Nel nuovo report dell’Istituto Superiore di Sanità, del 20 aprile, si consolidano le caratteristiche dei pazienti deceduti positivi al nuovo coronavirus (Covid-19). Mediamente ogni paziente era affetto da 3,2 patologie gravi pregresse. L’età mediana è 84 anni per le donne, 79 per gli uomini. In Lombardia il 56% dei decessi, in Puglia 1,5%.
Lo scorso 20 aprile, l’Istituto Superiore di Sanità (ISS) ha pubblicato il secondo report relativi alle caratteristiche dei pazienti deceduti, in Italia, risultati positivi all’infezione da SARS-CoV-2, noto anche come Covid-19 o nuovo coronavirus.
Si tratta di uno studio effettuato su un campione di 21.551 pazienti. Su 1890 di questi è stato possibile anche esaminare le cartelle cliniche.

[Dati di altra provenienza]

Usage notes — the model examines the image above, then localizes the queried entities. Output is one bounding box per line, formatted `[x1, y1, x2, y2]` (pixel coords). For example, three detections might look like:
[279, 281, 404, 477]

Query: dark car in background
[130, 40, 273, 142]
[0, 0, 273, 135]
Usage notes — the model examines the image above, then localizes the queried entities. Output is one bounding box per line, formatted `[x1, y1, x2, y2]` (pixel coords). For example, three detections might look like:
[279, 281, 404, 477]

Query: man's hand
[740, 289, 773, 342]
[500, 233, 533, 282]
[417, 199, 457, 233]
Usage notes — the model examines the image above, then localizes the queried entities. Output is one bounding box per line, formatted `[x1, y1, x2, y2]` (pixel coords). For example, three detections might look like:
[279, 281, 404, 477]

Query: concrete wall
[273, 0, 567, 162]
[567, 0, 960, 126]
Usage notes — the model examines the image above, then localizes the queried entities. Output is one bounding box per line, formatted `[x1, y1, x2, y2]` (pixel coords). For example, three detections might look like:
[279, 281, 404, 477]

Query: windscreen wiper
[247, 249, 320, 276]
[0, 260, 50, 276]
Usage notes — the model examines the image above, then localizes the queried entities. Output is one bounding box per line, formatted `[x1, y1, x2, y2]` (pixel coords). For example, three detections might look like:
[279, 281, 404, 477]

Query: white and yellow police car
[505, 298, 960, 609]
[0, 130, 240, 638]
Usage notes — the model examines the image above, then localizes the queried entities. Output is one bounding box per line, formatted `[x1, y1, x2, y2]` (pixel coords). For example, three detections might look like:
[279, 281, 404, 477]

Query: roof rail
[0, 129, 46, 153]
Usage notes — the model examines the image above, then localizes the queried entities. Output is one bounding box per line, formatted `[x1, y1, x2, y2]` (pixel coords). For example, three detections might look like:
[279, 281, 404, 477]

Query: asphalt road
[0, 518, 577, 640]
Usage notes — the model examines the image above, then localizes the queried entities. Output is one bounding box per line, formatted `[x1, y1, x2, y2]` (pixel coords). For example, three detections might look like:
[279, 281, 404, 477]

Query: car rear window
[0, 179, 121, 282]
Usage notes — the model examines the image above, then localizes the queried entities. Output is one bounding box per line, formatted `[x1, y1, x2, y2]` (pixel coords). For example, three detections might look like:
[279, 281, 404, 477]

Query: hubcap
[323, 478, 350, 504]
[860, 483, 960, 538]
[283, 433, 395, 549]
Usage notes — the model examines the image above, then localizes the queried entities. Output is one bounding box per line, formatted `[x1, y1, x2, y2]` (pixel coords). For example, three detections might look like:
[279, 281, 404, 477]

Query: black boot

Sono state tracciate, quindi, le caratteristiche dei pazienti, come età, sesso, collocazione geografica di tutto il campione e, limitatamente ai pazienti di cui sono state esaminate le rispettive cartelle cliniche, è stato possibile evidenziare il quadro clinico, individuando diagnosi, sintomatologia, tempi di ricovero, complicanze della malattia.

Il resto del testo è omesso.